Consider the financial jolt of heart bypass surgery, performed several hundred thousand times a year in the United States. Hospital charges alone—not including bills for diagnostic testing, imaging, or rehabilitation—can cost $35,000 or more, according to Medicare data in the Dartmouth Atlas of Healthcare. Coinsurance of 20 percent of $35,000 adds up to $7,000. Nor do those amounts include charges by the surgeon and other physicians. Physicians' fees are billed separately, even if care is provided in the hospital. More than half of the health plans in the database require hospital patients to pay 20 or 30 percent of doctors' charges, U.S News found.
If a hospital's physicians aren't members of a health plan's network, the cost may climb even higher, an expense that often comes as a shock to plan members who assume their care is covered. "A lot of doctors who work in hospitals don't sign up for a plan's network," Pollitz says. "Anesthesiologists, hospitalists, pathologists, emergency docs—you may not even see them. But if they were involved in your care, they're going to send you a bill. And if they're out of network, it's going to be a big bill." The same is often true for hospital services, such as occupational therapy, that are not provided by physicians.

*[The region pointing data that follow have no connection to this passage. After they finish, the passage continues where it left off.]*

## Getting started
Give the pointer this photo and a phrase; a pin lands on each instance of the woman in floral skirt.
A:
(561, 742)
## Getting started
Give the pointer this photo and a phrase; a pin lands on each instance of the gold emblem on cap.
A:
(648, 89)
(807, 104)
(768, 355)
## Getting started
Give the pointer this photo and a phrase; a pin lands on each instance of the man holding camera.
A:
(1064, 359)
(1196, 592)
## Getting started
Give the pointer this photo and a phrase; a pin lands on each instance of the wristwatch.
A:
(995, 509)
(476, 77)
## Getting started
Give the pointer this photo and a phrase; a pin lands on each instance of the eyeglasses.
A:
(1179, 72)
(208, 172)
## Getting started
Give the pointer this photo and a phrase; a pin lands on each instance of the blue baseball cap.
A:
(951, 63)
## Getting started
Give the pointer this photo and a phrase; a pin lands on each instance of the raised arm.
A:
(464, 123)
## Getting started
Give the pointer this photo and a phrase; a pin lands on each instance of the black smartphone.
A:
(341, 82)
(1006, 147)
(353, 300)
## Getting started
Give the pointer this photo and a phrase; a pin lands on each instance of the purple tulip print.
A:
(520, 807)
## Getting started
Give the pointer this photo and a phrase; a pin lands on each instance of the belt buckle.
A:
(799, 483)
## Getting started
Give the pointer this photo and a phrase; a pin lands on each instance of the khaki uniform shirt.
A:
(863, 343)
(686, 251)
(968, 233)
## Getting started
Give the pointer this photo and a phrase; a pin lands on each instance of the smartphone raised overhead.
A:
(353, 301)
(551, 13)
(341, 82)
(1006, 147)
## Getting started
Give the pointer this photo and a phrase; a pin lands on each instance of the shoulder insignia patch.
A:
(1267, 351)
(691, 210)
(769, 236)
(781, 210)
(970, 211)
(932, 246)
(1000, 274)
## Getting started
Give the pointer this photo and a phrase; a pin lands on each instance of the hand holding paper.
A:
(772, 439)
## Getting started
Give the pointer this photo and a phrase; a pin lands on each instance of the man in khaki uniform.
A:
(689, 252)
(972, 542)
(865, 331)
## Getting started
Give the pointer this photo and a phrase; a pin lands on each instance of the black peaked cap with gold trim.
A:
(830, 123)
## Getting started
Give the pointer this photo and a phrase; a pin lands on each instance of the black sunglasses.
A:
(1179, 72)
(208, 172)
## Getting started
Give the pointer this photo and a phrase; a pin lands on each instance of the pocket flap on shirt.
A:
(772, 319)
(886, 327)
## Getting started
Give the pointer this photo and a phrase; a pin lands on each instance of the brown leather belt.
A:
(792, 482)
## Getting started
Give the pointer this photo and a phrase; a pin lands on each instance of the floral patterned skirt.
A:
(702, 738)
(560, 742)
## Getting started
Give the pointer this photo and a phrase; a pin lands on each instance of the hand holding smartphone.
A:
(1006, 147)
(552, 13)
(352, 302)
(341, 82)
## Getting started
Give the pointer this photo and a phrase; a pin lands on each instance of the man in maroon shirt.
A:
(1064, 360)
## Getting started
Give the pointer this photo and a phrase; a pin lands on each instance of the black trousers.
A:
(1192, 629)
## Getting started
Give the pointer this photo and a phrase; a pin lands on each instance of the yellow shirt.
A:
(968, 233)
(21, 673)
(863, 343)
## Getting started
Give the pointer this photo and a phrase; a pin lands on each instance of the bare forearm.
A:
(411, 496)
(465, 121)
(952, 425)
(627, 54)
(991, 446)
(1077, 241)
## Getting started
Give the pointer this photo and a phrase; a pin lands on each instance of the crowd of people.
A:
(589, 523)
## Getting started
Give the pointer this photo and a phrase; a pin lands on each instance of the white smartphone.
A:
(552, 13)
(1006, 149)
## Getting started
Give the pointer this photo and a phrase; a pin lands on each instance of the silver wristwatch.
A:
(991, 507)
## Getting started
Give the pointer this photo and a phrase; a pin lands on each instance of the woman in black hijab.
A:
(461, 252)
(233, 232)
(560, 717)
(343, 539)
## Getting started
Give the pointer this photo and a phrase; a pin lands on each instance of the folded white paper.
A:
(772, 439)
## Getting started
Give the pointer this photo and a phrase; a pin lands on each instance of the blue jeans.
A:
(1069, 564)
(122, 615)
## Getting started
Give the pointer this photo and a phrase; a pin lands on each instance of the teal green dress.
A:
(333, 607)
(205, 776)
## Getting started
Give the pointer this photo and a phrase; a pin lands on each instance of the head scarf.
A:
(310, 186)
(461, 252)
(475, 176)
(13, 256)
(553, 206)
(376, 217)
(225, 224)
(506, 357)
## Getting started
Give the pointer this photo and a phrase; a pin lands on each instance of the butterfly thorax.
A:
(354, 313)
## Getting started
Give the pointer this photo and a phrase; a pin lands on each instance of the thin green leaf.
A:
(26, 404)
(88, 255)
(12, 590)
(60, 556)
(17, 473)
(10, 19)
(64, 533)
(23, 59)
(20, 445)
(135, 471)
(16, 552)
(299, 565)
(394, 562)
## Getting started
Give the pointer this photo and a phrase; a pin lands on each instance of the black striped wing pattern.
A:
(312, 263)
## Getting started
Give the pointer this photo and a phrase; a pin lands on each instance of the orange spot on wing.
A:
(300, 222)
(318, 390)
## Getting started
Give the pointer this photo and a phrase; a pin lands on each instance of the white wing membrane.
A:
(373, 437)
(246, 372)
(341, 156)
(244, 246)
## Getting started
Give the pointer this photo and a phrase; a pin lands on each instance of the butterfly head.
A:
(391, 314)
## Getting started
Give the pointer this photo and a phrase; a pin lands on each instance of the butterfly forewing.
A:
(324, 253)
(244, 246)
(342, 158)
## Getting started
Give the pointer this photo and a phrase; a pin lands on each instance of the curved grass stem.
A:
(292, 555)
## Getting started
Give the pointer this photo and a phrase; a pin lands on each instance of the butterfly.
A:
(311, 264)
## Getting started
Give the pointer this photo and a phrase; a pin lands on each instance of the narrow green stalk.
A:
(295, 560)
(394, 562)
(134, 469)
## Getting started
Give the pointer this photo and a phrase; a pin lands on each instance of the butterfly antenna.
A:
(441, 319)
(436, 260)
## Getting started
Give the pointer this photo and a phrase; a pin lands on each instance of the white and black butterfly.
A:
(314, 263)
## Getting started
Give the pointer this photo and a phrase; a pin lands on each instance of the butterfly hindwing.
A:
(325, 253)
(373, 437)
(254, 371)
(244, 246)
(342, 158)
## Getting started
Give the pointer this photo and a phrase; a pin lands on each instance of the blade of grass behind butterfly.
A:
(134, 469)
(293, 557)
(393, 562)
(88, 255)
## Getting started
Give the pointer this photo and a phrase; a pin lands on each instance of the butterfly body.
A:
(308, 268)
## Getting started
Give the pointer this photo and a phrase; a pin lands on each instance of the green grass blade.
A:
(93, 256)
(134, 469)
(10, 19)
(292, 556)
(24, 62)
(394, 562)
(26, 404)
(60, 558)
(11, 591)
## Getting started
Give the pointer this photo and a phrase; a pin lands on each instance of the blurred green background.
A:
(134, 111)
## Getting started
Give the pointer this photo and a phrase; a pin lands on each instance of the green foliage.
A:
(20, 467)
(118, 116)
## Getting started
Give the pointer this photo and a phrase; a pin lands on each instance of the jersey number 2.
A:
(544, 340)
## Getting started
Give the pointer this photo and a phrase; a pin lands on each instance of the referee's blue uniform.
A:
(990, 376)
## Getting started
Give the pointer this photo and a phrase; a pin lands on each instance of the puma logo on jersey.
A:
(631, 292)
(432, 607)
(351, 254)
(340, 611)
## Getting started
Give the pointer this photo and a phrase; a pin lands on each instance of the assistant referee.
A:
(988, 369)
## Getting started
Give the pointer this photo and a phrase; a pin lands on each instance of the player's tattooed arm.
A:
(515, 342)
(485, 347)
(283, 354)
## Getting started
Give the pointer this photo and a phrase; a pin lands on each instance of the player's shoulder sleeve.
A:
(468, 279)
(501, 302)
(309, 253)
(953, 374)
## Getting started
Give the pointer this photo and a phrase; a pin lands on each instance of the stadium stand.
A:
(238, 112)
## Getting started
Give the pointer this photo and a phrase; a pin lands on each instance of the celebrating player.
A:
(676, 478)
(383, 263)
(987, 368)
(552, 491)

Your wrist surgery might be covered by your plan, but the occupational therapy department at the same hospital could be out of the plan's network.
Consequences can be dire when a plan doesn't offer certain drugs or drug categories or medical services—or makes them unaffordable by requiring patients to pay a large part of the cost. "I just finished cancer treatment, and there's only so far you can go on generic drugs," says Pollitz, noting that cancer patients sometimes stop chemotherapy not because they can't afford chemo itself but because they can't afford drugs that control the side effects.
My comment:
Insurance plans know that purchasers look mostly at the monthly premium, and so they do what ever they can to get that premium down. And they achieve that by many maneuvers, including changing deductibles, co-pays, and co-insurance. But they also do it by restricting what can actually be purchased with the insurance. They contract with a hospital, but not with the physicians who work at the hospital--radiologists, pathologists, anesthesiologist, cardiologists, etc. So if you are admitted to the hospital and need an X-ray, blood test, electrocardiogram, or anesthetic, you won't receive any health insurance support for those 'purchases'. Silly you, thinking that you were covered. And they heavily restrict other services, like physical therapy. And maybe you will only be allowed to get generic medication. And these contractual limitations are a shifting ground. After you have purchased a policy, you may not be made aware of changes to the contracted services available through your insurance, which can be made unilaterally by the insurance company.
The Affordable Care Act is not affordable for individuals, families, and the taxpayers who will be financially supporting these purchases, largely because this business model of health care financing is completely dysfunctional from the patient's perspective. It only works as a guarantee of health plan profitability.